Several explanations are possible for what appears to be an increase in celiac disease and/or gluten sensitivity*.
For instance, perhaps human immunogenetics have changed over time due to some unknown evolutionary selective pressure. Alternatively, it is possible that our dietary habits have influenced our immune system, in the same way that our hygienic habits have been linked to an increase in allergies and autoimmune disorders. Or, perhaps there is no increase at all; more people are being diagnosed simply because doctors are now aware the condition exists.
A popular, but unproven, hypothesis blames wheat. Some have claimed that wheat breeding has created varieties of the crop that produce too much gluten. But a new paper, published in the journal Food Chemistry, demonstrates that's not true.
Rootin' Tootin, It's not the Gluten
Gluten is a mixture of proteins, one of which, called α-gliadin, is particularly problematic for people with celiac disease. The portions of a protein that trigger immunological responses are known as epitopes, and we know which epitopes are responsible for celiac disease. So, a team of researchers examined 30 varieties of wheat produced in North Dakota over the past 110 years (from 1910 to 2013) to determine if the amount of these troublesome epitopes increased over time. Gliadin proteins were extracted and subjected to chemical analysis.

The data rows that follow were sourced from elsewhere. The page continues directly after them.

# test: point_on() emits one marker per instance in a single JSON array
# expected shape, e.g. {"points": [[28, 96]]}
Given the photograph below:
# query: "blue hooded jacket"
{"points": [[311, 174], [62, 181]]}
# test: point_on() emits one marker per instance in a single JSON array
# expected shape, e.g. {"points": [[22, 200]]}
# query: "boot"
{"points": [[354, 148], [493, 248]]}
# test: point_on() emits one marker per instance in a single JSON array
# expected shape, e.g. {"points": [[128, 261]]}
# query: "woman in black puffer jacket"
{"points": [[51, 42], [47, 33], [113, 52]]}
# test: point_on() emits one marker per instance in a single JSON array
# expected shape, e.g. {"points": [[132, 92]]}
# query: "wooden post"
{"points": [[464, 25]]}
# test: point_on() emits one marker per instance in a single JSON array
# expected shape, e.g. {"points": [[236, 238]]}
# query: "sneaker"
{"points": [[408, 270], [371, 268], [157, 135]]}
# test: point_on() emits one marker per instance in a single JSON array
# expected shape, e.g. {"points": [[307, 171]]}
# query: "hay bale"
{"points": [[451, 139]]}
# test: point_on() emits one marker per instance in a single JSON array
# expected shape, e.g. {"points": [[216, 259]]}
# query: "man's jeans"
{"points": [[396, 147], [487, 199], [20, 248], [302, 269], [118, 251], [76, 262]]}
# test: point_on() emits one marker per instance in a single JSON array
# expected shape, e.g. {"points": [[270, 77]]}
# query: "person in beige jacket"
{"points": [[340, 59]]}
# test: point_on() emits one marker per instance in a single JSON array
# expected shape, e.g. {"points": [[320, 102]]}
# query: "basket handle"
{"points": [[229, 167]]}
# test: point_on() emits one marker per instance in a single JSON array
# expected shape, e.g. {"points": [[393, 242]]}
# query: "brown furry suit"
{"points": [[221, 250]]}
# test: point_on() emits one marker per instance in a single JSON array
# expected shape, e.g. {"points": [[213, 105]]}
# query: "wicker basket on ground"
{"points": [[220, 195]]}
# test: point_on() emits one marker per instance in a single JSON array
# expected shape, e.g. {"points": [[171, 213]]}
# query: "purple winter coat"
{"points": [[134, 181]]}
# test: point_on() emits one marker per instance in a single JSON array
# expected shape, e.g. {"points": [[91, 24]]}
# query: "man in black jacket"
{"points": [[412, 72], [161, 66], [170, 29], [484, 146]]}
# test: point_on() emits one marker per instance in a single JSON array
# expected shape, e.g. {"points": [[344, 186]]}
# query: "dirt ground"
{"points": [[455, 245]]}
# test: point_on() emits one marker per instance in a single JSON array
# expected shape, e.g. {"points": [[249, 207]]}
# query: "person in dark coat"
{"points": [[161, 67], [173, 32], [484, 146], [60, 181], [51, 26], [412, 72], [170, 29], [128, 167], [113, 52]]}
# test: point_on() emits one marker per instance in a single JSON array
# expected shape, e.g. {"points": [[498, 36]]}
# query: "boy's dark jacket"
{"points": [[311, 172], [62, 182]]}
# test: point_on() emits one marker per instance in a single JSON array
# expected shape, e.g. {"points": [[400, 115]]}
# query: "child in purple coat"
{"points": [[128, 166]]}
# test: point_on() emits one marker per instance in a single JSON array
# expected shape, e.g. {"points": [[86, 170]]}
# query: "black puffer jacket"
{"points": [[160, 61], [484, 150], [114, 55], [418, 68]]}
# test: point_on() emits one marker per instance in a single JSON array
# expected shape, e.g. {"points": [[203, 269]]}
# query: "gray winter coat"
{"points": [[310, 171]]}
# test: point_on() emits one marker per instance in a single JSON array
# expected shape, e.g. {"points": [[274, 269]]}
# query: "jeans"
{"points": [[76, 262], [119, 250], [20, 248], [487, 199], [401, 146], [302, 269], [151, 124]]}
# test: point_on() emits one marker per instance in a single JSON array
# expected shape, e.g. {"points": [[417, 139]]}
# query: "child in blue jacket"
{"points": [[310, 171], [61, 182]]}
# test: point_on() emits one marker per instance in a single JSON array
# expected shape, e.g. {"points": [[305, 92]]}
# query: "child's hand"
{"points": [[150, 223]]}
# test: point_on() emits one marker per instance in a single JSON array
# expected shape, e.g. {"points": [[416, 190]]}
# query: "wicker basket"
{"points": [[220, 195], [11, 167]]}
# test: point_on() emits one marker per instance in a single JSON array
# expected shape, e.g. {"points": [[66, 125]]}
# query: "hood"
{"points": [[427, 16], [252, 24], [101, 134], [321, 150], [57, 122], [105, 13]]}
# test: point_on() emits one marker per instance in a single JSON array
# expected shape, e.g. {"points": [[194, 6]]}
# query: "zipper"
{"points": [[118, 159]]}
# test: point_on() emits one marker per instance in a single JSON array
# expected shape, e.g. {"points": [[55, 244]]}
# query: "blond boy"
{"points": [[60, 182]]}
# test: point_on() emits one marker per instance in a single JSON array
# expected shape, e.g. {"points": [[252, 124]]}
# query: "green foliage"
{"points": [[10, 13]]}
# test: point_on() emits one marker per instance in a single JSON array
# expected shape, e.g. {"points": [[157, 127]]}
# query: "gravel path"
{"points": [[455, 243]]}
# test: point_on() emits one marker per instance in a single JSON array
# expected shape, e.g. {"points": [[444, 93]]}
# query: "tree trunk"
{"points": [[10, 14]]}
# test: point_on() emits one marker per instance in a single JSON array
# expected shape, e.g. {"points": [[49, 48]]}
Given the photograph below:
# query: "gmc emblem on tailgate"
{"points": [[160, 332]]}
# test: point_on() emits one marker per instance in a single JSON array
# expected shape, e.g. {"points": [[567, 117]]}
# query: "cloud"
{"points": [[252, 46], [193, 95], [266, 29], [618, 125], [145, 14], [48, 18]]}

Their results are striking. They show that there is no trend in celiac-triggering epitopes isolated from wheat over a 110-year period. (See figure. Each chart represents concentrations of a particular troublesome epitope over time.)
The "blame the wheat" hypothesis predicted that the concentrations of these epitopes has been increasing over time. However, as clearly shown, that isn't the case. The amount of gluten in wheat appears rather arbitrary across time.
Thus, this paper provides solid evidence that the cause of the apparent uptick in celiac disease cases is not because of wheat breeding. So, the search for the real cause continues.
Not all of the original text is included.